Pour cela, nous allons nous intéresser à une séquence extraite de L'épée de Bijomaru, sorti en 1945 et fortement marqué par la censure de l'époque. Disponible chez Carlotta dans une édition non moins comparable à celle qui sera disponible dès le 17 octobre, ce film a le mérite d'être l'exemple le plus absolu d'une théâtralité voulue, assumée et transcendée par le rôle de l'image. Ainsi, là où nous avions été impressionné par Sidney Pollack lors de l'analyse du Verdict, la séquence que nous allons étudier offre une approche magistrale de ce qu'est la maîtrise d'un cinéaste de renom, celle du rapport à l'espace, au geste et au symbole.

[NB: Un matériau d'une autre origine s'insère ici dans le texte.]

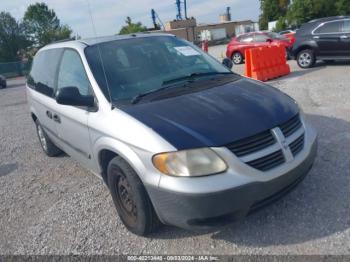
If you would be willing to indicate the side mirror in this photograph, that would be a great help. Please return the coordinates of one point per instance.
(70, 96)
(227, 62)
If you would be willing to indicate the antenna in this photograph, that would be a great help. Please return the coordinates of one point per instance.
(99, 53)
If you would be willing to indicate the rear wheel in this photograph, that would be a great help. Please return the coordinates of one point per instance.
(130, 198)
(46, 144)
(328, 61)
(306, 58)
(237, 58)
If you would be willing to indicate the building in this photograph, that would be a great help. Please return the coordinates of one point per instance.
(191, 31)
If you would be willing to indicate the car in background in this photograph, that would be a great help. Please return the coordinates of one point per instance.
(237, 46)
(326, 39)
(290, 34)
(3, 83)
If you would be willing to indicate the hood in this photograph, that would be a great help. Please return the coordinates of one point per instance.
(216, 116)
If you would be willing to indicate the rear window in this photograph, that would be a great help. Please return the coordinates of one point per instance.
(42, 76)
(346, 26)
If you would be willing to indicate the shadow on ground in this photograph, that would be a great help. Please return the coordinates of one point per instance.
(317, 208)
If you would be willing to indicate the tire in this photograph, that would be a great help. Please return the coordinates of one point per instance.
(329, 61)
(130, 198)
(306, 58)
(237, 58)
(46, 144)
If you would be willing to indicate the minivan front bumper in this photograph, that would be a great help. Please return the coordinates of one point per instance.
(208, 210)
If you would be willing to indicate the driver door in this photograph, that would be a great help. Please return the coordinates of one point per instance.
(72, 121)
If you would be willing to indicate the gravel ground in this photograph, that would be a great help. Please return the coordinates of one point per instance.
(54, 206)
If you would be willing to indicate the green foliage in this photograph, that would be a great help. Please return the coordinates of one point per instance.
(42, 25)
(131, 27)
(343, 7)
(12, 38)
(296, 12)
(272, 10)
(281, 24)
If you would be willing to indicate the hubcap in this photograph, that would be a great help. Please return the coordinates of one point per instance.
(237, 58)
(42, 138)
(126, 197)
(305, 59)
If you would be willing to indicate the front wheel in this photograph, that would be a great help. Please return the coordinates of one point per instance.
(130, 198)
(306, 58)
(237, 58)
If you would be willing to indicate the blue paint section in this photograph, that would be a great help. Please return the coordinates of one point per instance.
(216, 116)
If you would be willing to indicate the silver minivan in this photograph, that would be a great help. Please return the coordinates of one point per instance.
(177, 137)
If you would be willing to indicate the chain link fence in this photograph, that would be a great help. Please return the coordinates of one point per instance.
(14, 69)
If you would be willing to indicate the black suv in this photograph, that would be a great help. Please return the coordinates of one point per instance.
(325, 39)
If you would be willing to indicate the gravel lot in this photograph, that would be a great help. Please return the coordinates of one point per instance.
(54, 206)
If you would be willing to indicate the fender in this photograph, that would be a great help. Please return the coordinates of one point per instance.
(130, 154)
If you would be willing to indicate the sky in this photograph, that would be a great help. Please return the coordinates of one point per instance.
(109, 15)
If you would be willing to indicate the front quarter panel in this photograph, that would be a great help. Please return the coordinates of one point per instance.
(120, 133)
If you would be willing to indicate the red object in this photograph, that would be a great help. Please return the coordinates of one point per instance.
(265, 63)
(256, 39)
(205, 46)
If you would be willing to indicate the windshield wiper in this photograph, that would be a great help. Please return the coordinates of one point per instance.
(139, 97)
(193, 75)
(169, 84)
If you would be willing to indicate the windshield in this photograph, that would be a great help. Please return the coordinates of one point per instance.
(274, 35)
(140, 65)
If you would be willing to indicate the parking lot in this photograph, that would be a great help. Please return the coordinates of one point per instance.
(54, 206)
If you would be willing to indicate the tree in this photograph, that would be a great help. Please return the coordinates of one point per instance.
(302, 11)
(43, 26)
(131, 27)
(272, 10)
(343, 7)
(12, 38)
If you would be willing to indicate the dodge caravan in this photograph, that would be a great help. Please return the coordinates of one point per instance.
(177, 137)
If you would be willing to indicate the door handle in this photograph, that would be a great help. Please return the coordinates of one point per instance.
(49, 114)
(56, 118)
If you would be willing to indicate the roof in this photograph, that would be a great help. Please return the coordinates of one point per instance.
(99, 40)
(326, 19)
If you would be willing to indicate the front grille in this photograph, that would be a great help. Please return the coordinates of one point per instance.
(252, 144)
(297, 145)
(268, 162)
(291, 126)
(262, 151)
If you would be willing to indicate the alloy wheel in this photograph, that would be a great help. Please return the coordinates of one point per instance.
(305, 59)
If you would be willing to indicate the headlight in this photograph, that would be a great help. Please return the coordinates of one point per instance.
(194, 162)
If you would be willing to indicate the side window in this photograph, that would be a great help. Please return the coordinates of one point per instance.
(246, 39)
(330, 28)
(260, 38)
(346, 26)
(43, 73)
(72, 73)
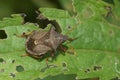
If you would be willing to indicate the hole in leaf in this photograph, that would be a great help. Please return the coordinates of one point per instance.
(87, 70)
(13, 61)
(19, 68)
(96, 68)
(37, 79)
(12, 75)
(3, 35)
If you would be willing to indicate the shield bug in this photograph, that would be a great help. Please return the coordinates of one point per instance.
(41, 41)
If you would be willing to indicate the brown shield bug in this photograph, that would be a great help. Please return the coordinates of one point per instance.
(41, 41)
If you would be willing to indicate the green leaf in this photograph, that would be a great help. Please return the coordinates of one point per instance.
(96, 46)
(96, 43)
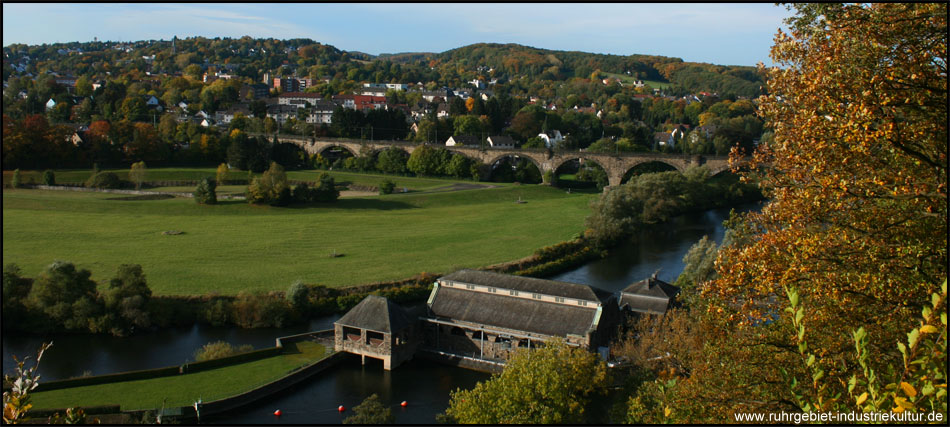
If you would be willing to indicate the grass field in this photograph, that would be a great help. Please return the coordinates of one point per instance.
(74, 176)
(183, 390)
(234, 246)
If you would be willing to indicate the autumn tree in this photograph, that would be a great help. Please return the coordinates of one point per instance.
(550, 384)
(856, 226)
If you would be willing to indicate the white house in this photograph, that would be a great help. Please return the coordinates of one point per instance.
(500, 141)
(551, 138)
(461, 140)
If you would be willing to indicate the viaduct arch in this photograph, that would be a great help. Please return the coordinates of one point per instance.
(615, 165)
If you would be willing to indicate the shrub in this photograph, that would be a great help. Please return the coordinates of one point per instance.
(297, 295)
(205, 192)
(219, 349)
(387, 186)
(104, 180)
(49, 178)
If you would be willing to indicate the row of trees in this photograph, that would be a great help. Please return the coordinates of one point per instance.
(63, 297)
(854, 234)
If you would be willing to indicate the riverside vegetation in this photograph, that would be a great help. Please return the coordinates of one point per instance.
(91, 310)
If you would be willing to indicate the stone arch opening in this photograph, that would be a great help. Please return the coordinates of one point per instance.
(652, 166)
(581, 173)
(515, 168)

Mais avant de nous intéresser plus spécifiquement à cette composition toute aussi esthétisante que signifiante, revenons sur le film. Tourné à l'approche de la fin de la guerre, L'épée de Bijomaru est l'un des films de Kenji Mizoguchi qui fait ressentir le plus l'effet de la propagande et de la censure sur son oeuvre. Ainsi, même si l'on notera sa capacité toujours grande à traiter de ses propres obsessions, il n'en reste pas moins qu'avec ce film, il est comme pour les 47 rônins, dans la quasi-obligation pour tourner, de souscrire à un récit édifiant de combat et d'afrontement sur fond de lien social et communautaire indéfectible.
L'épée de Bijomaru, une histoire de précipitation et d'imprudence
L'histoire de L'épée de Bijomaru est simple et éloquente. Ancien orphelin, Kiyone Sakurai est un jeune forgeron adopté et formé par celui qu'il considère comme un père, Kozaemon Onoda. Ayant tout appris de lui et épris de sa fille avec laquelle il a été élevé, notre aprenti décide de rendre à son protecteur ce qu'il lui a offert. Ainsi, se met-il en tête de confectionner un sabre d'exception grâce à tout ce que son père d'adoption lui a appris. Sûr de son fait, le jeune homme offre donc très rapidement une pièce a priori remarquable d'équilibre et de maniabilité à son maître. Ce dernier, bien empressé, ne prend toutefois pas le temps de juger des possibilités de ce sabre et s'en empare alors qu'il doit accompagner le Shogun pour l'un de ses voyages. Hélas, tout membre émérite de la guerre rapproché qu'il est, il ne peut rien lorsque attaqué par des rebelles, au premier assaut, son sabre se brise. Dans l'incapacité de protéger son seigneur, c'est la honte et le déclassement qui l'attendent malgré sa réputation exemplaire et son irréprochable conduite. Le bannissement sera la sanction prise par son maître avec toutefois, l'espoir d'une réhabilitation prochain une fois, la colère du souverain apaisée. Dramatique est alors la nouvelle pour le jeune Kiyone Sakurai, rendu responsable de la dégradation de celui à qui il doit tout. Tourment supplémentaire, il va se retrouver dès lors dans la complète impossibilité de demander la main de la fille d'Onoda dont il est éprise.